Bing Crosby partisans say that his more relaxed, demotic, masculine croon wiped out the appeal of Vallee’s more silky stilted style. Commercially, at the time, that is true: Vallee didn’t disappear, but Bing was ascendant and a huge influence on subsequent singers.

I dig Vallee though. He had a lovely voice and a capacity for joyful winking irony one song and straight-up, unflashy, yearning romanticism the next.

There’s an undercurrent of class embarrassment in the college rock discussion. Middle-class college grads are still embarrassed about their privilege. Yes, if you’ve been to college, you have been privileged. If your family had middle-class comforts when you were growing up, you have been privileged. Being embarrassed about it is likewise a privilege, and pretending that you haven’t had your privileges is the greatest privilege of all. Your embarrassment is not going to make social inequities go away.
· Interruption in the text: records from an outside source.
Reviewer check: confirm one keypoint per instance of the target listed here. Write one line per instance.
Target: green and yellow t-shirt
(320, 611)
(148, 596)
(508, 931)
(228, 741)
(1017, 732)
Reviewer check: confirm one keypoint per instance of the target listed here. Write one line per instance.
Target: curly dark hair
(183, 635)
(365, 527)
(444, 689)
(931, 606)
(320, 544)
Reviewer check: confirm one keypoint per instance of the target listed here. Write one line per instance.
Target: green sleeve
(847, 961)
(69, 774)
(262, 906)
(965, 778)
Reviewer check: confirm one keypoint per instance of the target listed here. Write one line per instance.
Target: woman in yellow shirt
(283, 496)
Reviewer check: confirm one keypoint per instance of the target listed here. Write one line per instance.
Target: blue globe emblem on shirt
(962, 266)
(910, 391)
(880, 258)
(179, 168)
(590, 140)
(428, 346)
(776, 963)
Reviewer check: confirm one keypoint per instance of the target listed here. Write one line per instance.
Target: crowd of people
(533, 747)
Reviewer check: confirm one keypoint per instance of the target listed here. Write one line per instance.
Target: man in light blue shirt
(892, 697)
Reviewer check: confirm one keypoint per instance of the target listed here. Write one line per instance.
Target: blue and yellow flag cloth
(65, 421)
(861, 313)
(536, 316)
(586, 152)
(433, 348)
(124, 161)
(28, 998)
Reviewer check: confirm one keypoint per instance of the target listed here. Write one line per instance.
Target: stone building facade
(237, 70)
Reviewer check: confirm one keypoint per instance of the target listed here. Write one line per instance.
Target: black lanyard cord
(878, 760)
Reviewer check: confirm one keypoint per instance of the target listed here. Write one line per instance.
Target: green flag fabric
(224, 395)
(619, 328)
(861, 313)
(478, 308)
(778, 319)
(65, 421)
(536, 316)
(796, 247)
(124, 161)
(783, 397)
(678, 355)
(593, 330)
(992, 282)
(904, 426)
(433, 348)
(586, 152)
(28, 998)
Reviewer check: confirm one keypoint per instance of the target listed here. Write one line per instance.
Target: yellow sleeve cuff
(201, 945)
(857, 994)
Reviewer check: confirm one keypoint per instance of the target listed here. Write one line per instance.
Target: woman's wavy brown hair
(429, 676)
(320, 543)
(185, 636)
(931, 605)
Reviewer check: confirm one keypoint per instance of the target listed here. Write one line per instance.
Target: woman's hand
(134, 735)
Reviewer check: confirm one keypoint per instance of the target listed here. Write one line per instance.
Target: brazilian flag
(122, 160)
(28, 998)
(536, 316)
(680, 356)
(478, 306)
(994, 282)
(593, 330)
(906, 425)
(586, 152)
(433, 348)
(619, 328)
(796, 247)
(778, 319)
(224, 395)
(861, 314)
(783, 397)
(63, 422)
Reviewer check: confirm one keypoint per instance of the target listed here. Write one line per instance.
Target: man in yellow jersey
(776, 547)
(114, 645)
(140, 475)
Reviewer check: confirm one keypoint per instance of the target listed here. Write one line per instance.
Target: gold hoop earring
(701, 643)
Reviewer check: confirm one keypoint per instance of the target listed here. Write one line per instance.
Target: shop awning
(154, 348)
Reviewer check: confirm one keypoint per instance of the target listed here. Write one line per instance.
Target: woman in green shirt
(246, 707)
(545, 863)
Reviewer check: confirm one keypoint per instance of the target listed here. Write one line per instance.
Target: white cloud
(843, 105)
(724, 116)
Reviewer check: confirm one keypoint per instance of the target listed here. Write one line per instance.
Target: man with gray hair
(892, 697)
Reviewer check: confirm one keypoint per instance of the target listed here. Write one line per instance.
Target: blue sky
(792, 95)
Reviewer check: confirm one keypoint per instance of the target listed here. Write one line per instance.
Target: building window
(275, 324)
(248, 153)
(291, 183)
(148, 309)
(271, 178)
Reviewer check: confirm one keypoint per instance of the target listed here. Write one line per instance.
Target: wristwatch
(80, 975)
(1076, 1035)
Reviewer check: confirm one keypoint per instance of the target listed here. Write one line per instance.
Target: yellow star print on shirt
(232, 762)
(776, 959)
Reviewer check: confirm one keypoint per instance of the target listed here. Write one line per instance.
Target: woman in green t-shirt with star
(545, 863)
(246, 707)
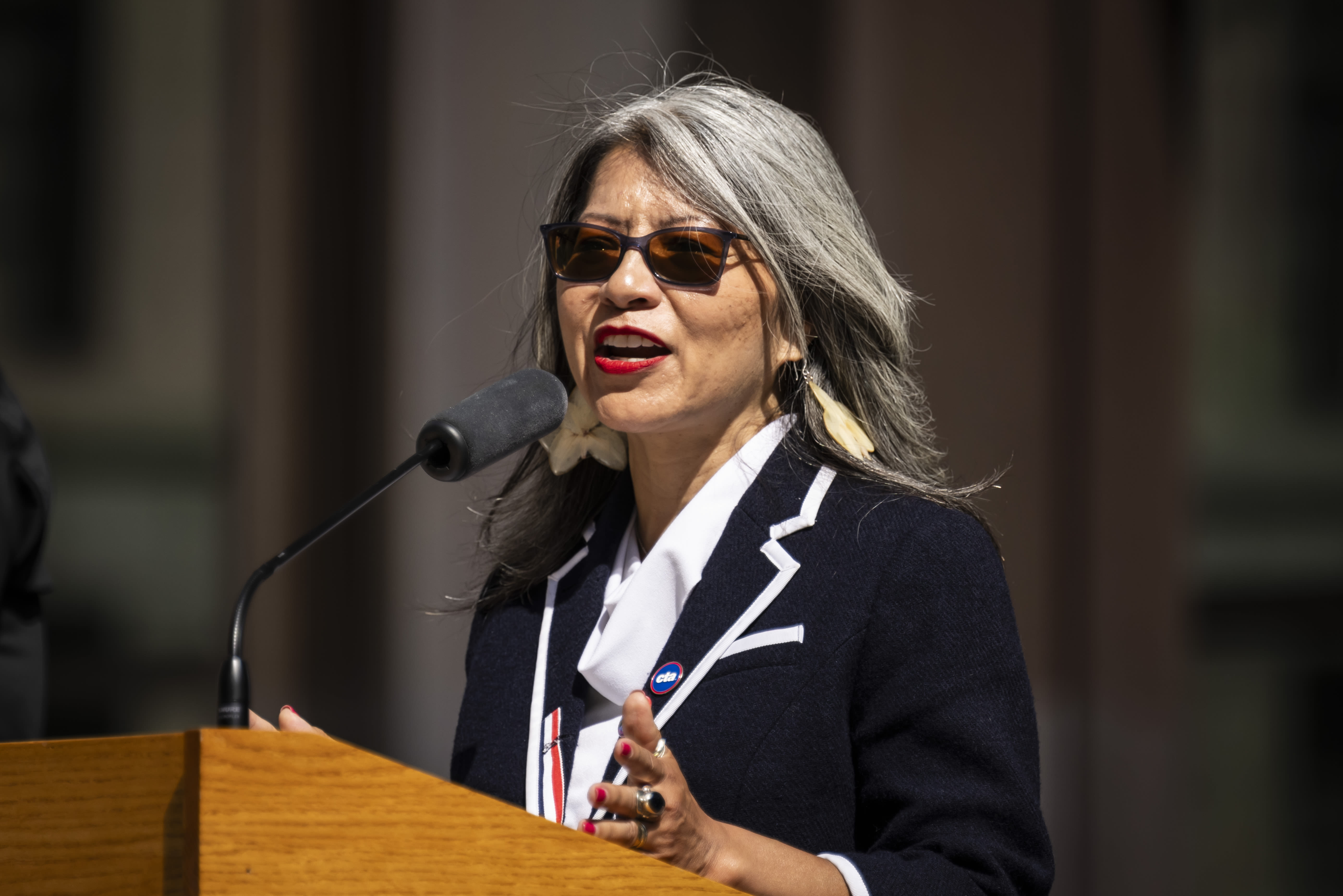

It’s not going to do anybody the slightest bit of good.

I worked with homeless people for about 8 years. Very few of them resented middle-class people for being middle class. Most of them wanted to be middle class, and a whole lot of them thought of themselves as middle class. A significant percentage of them came from the middle class, but a lot of them from a background that a white-collar person would call a "working class" background called themselves middle class; and, in fact, a large percentage of blue-collar Americans have been in the economic middle class, though that class has declined hugely since the early '70s.

In the most memorable scene in Hunter Thompson’s book Hell’s Angels, college-educated, gay Allen Ginsberg charms the blue-collar, macho bikers by being unafraid: Unafraid to be himself, unafraid to speak his mind, unafraid of the bikers, unafraid to treat the bikers straight up respectfully.

Like the homeless thieving drifter in “Streets of Bakersfield” says, “Hey I’m not trying to be nobody / I just want a chance to be myself.” Being a middle-class college kid is OK if that’s who you are. Just ask Rudy. Or Allen.